Infura happens to be MetaMask’s default Remote Procedure Call (RPC) provider. The updated policy was published on the official website of ConsenSys, the parent firm of MetaMask.
Users on twitter were quick to scrutinize the revision and soon pointed out the shady details in the new policy.
“When you use Infura as your default RPC provider in MetaMask, Infura will collect your IP address and your Ethereum wallet address when you send a transaction.” the policy read.
Word from the ConsenSys founder
Our legal team endeavors to state the policies accurately and clearly, but since the systems are complex and English can be ambiguous, sometimes the legal team introduces ambiguities. We apologize for any confusion we may have caused.
— Joseph Lubin (@ethereumJoseph) November 25, 2022
“Infura takes requests from MetaMask (or other software products that use it) and returns answers to those requests. Some of those requests require data to read it from the blockchain.” he said.

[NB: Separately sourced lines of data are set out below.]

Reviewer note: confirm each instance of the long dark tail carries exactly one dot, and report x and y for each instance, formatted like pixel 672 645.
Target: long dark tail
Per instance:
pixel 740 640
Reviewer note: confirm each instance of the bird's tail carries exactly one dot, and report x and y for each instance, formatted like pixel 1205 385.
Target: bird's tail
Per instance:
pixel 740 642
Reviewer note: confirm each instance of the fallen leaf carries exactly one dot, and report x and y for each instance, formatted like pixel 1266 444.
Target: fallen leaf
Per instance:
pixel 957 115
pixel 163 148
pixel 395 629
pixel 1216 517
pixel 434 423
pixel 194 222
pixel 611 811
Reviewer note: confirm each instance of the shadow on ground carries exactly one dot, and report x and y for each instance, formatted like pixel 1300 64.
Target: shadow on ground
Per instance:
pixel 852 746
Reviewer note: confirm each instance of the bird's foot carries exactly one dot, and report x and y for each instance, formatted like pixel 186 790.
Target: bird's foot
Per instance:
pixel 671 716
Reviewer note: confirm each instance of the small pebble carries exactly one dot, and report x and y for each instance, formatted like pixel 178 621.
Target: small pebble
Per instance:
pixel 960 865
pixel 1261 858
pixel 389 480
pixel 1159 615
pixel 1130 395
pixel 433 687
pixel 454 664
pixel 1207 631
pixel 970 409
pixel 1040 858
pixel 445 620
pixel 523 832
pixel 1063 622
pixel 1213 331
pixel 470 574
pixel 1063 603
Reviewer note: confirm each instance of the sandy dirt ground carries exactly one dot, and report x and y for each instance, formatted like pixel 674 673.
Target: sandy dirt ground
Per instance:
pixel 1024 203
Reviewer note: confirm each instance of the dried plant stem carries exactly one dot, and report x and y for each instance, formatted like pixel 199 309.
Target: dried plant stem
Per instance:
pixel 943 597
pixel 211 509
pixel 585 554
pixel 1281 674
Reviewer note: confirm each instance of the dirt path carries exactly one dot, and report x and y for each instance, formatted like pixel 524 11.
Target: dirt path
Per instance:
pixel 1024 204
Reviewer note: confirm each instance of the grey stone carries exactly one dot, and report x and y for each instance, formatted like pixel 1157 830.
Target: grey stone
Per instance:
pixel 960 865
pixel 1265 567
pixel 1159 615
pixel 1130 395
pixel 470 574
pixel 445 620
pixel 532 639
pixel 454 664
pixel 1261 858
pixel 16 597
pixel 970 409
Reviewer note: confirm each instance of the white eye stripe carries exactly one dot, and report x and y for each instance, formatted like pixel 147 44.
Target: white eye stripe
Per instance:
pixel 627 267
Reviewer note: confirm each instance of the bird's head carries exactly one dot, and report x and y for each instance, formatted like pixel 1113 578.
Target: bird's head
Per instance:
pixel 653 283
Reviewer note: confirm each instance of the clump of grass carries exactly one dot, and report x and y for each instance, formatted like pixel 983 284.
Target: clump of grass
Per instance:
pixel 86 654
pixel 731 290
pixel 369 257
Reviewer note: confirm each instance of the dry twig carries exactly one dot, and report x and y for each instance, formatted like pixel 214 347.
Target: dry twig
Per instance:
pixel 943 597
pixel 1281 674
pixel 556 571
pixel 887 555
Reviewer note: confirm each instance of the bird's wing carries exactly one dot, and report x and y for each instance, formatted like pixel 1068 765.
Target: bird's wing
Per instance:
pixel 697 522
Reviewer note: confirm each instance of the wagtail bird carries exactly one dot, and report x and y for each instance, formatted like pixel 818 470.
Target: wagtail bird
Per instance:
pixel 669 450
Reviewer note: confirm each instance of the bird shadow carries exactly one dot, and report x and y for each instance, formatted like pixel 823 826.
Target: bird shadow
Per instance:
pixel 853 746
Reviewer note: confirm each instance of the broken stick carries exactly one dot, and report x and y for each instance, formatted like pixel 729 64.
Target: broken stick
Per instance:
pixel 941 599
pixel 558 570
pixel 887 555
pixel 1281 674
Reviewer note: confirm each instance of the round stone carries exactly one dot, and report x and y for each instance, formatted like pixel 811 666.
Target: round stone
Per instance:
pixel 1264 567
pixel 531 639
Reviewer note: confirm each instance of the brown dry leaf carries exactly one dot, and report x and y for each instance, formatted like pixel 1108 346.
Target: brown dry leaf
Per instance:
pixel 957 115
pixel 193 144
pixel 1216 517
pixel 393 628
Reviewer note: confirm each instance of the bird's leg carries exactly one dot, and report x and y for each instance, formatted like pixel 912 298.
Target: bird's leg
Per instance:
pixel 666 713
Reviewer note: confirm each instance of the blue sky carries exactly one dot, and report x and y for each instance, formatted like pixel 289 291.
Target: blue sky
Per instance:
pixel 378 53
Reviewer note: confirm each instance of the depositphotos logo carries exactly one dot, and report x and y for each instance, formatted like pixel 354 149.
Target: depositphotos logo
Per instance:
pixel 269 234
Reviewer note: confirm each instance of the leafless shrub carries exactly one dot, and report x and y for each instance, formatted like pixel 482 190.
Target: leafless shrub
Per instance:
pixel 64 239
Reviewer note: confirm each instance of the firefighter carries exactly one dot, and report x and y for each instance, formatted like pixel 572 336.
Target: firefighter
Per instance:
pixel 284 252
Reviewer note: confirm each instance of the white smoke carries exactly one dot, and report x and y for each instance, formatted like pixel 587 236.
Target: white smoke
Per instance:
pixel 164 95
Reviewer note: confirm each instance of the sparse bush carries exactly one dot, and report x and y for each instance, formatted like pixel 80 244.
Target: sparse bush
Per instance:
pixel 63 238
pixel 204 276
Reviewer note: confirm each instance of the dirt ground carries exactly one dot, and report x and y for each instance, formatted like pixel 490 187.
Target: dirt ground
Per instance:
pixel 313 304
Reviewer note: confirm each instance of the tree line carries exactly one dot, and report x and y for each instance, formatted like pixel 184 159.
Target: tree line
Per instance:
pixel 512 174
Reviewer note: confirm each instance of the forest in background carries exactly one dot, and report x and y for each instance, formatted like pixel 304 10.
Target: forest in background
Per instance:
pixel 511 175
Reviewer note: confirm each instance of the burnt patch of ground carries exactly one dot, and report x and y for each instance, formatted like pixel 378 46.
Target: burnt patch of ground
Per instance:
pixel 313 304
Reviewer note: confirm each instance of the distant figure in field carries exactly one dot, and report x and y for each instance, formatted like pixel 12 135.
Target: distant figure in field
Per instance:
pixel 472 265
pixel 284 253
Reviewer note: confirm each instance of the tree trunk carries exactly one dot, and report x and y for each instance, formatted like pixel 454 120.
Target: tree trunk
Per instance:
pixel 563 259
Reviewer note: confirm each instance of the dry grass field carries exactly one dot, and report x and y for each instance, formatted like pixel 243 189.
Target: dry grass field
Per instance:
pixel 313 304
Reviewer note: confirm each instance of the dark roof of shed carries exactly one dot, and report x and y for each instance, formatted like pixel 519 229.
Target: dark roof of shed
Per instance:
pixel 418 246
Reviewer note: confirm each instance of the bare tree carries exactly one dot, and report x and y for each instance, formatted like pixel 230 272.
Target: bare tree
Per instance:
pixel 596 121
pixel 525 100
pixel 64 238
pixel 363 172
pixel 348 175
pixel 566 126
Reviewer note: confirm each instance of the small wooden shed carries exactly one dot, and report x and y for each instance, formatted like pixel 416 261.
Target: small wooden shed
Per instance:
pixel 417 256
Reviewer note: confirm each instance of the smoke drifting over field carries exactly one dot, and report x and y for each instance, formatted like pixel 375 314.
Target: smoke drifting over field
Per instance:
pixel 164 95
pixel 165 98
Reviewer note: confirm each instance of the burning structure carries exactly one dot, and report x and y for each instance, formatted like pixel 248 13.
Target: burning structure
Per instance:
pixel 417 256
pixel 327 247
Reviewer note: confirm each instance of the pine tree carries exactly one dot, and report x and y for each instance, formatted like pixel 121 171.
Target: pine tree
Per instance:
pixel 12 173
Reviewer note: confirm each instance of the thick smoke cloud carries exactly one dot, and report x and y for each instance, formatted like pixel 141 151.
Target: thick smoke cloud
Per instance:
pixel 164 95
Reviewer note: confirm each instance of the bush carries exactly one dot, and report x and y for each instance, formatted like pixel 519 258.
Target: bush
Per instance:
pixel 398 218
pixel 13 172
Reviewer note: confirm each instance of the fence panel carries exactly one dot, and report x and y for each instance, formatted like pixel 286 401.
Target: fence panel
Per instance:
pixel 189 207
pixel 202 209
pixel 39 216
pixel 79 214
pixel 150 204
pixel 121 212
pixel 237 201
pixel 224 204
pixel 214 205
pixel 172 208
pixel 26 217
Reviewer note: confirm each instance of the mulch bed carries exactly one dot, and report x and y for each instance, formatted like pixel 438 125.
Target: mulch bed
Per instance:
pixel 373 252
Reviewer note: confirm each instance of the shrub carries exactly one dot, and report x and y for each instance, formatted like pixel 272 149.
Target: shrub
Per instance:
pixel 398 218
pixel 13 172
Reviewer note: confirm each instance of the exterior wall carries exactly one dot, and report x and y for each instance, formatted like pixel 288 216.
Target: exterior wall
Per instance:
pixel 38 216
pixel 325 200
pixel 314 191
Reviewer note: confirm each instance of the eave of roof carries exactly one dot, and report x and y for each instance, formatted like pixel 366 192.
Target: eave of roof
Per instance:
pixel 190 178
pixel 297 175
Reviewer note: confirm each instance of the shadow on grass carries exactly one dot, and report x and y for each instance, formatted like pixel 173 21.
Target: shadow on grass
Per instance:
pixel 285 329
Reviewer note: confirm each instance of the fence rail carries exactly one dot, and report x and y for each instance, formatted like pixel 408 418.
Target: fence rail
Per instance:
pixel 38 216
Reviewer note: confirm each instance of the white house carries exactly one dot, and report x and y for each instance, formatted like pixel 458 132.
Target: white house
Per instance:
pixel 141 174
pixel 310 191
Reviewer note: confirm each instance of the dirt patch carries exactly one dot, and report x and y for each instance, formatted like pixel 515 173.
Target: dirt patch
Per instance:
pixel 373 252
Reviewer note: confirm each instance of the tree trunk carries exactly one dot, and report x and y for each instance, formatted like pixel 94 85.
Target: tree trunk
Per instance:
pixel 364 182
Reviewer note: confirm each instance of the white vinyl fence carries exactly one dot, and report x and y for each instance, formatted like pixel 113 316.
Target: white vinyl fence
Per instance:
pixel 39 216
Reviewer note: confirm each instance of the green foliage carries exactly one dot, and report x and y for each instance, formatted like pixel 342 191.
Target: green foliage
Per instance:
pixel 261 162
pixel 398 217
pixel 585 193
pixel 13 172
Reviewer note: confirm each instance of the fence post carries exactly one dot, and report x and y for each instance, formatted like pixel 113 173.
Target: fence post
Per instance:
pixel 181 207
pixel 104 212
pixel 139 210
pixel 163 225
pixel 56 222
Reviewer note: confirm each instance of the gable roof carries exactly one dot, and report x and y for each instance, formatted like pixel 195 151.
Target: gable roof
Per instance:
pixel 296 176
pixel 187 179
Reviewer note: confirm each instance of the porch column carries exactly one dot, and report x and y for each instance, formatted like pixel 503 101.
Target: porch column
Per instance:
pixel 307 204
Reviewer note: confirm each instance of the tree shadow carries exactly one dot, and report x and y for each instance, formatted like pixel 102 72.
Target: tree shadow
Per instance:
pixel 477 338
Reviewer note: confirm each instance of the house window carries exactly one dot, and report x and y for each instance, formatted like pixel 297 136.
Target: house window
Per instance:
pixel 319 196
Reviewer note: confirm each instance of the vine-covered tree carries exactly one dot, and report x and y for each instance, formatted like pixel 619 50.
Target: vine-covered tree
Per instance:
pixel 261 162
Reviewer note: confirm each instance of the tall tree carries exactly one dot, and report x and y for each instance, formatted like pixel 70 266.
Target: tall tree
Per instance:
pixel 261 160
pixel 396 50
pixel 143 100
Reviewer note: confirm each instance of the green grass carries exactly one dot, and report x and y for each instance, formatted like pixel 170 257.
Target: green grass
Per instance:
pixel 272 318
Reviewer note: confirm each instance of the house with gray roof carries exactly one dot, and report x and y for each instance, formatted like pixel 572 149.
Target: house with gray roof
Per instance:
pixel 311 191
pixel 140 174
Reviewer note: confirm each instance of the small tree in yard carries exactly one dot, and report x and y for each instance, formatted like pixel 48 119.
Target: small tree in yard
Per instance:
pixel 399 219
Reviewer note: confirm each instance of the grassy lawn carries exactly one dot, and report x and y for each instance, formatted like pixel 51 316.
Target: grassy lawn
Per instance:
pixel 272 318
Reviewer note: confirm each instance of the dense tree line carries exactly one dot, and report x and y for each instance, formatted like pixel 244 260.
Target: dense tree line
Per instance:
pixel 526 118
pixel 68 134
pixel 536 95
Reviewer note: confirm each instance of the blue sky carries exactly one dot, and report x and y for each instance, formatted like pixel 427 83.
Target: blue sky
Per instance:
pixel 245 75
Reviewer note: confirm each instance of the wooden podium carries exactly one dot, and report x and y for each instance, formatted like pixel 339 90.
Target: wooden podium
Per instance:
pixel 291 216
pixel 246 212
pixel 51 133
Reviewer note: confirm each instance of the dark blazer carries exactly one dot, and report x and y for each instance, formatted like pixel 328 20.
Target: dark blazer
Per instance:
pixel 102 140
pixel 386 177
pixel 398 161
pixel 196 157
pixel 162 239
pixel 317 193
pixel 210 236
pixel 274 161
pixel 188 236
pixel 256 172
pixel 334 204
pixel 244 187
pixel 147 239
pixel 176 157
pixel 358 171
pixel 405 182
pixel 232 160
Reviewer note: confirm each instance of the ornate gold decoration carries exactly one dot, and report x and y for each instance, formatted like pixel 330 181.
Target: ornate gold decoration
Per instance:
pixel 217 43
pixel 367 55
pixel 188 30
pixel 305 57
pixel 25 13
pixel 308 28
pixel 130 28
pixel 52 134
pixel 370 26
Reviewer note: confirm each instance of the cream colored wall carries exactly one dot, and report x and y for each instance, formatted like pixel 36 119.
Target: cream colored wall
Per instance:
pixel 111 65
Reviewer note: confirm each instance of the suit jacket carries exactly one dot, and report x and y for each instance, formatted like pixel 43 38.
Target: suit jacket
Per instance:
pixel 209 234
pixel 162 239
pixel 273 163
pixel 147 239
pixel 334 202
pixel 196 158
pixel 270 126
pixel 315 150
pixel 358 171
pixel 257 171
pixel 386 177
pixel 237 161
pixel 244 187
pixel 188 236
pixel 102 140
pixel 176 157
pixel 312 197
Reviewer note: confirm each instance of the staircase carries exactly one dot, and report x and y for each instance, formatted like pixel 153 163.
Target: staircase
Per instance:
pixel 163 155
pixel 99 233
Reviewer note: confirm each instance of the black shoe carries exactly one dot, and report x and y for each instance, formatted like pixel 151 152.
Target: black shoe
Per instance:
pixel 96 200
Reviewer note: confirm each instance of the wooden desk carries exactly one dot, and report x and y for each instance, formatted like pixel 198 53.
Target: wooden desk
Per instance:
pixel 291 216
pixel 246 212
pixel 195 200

According to Lubin, Infura requires the IP address, as well as the blockchain address to process requests from MetaMask. He added that this was a standard industry practice.
Considering the situation at hand, the ConsenSys chief proposed a solution involving the decentralization of RPC providers. According to him, several projects, including Infura, are working towards a solution that would bring more decentralization without compromising the performance.
Following the initial policy update, ConsenSys also released a statement to address the outrage over alleged attempts to rob users of their privacy. The firm clarified that MetaMask’s latest update did not result in intrusive data collection or data processing.